80’li yıllarda Driving Miss Daisy, Tender Mercies gibi filmlere imza atan yönetmen Bruce Beresford’un o yıllarda yakalamış olduğu başarı pek uzun soluklu olmadı. Özellikle en iyi film dahil 4 Oscar kazanan Driving Miss Daisy ile büyük beğeni toplayan (her ne kadar kendisi yönetmenlik dalında aday olamasa da) yönetmen bu filmden sonra hızla kariyerinde düşüşe geçti ve eski başarısını yakalayamadı. Yıllar sonra Bruce Beresford’un adından yeniden söz etmemizi sağlayan film ise Driving Miss Daisy ile benzer tonlarda bir film olan Mr. Church oldu. Her ne kadar eleştirmenler filmi sert şekilde eleştirseler de yönetmen, bu filmiyle yeniden izleyicinin damarına dokunmayı başardı…

Annesi kanser hastası olan küçük Charlie  bir sabah uyandığında evlerine yeni bir aşçının yani Mr. Church’ün geldiğini fark ediyor. Başta Mr. Church’ten nefret etse de zamanla birbirlerine alışıyorlar ve annesinin zor günlerinde Mr. Church ailenin en büyük destekçisi oluyor…

Mr. Church, bilindik bir hikayeyi bir kez daha anlatıyor. Bunu yaparken yer yer duygulandırıp yer yer eğlendirse de filmin üzerindeki basitlik, özensizlik gözlerden kaçmıyor.

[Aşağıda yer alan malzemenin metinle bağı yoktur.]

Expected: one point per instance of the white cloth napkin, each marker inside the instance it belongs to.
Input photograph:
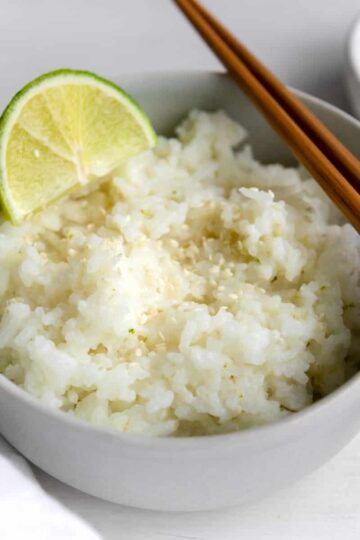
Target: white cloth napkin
(27, 511)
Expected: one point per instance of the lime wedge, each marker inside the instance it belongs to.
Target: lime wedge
(65, 128)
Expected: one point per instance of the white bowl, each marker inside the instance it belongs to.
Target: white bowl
(200, 472)
(352, 71)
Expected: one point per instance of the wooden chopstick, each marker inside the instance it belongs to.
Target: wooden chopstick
(321, 166)
(342, 158)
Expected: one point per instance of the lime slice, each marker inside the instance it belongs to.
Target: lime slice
(64, 128)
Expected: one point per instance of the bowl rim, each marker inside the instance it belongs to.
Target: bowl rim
(279, 428)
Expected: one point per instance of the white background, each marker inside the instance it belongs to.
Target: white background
(303, 42)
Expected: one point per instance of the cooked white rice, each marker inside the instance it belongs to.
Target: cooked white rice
(196, 292)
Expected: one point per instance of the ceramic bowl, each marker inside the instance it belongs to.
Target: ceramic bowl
(201, 472)
(352, 66)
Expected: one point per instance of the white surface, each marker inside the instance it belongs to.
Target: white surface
(353, 66)
(303, 42)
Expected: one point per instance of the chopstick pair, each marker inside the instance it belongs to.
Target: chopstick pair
(333, 166)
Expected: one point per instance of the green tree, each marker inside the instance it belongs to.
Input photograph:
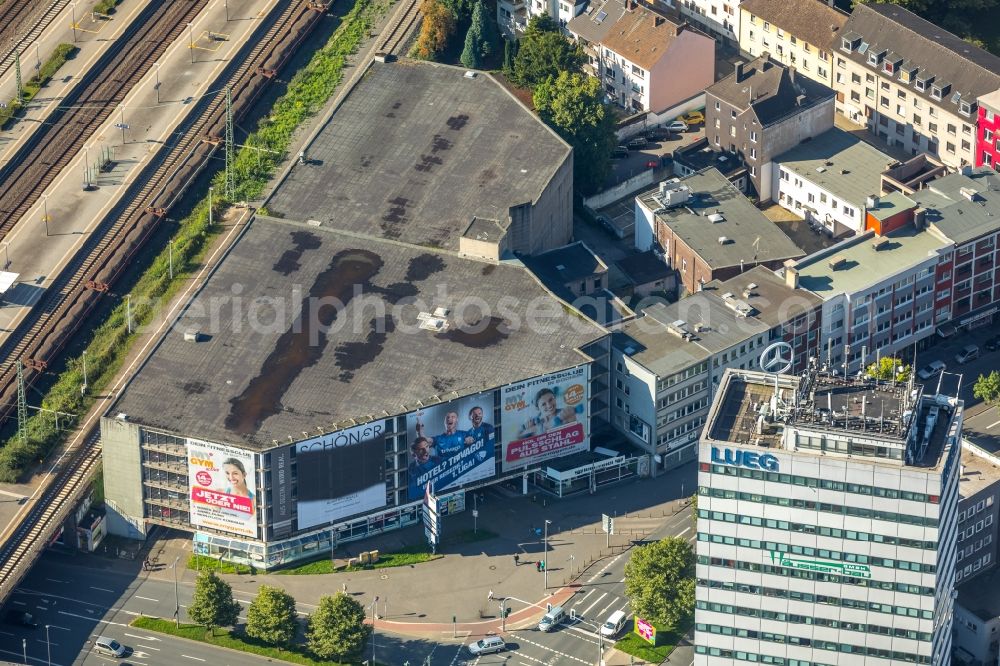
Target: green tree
(659, 582)
(889, 368)
(509, 51)
(271, 617)
(213, 604)
(480, 40)
(337, 629)
(542, 55)
(987, 388)
(572, 105)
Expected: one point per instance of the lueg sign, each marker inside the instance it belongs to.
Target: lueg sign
(749, 459)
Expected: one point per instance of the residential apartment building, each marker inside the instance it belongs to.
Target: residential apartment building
(978, 513)
(719, 18)
(826, 522)
(964, 210)
(911, 83)
(878, 293)
(707, 230)
(668, 362)
(988, 131)
(513, 15)
(797, 33)
(828, 179)
(644, 60)
(763, 109)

Uzun bir aradan sonra, 4 yıl sonra yeniden oyunculuğa dönen Eddie Murphy filmin başrolünde hiç fena iş çıkarmamış. Son dönemin dikkat çeken gençlerinden Britt Robertson da güzelliğiyle filme renk katan unsurlardan olmuş.

Özetle Mr. Church, üzerinde çok fazla konuşulacak nitelikte bir film değil. İçinde güzel duygular barındırıyor ama özensiz ve aynısından çokça bulunabilecek nitelikte bir film. Ailece izlenebilecek türden bir film olsa da kaçırılmaması gereken türden bir film değil…

Mr. Church

5.5

Puan

5.5/10

Yorum Yazın

Email adresiniz yayınlanmayacak.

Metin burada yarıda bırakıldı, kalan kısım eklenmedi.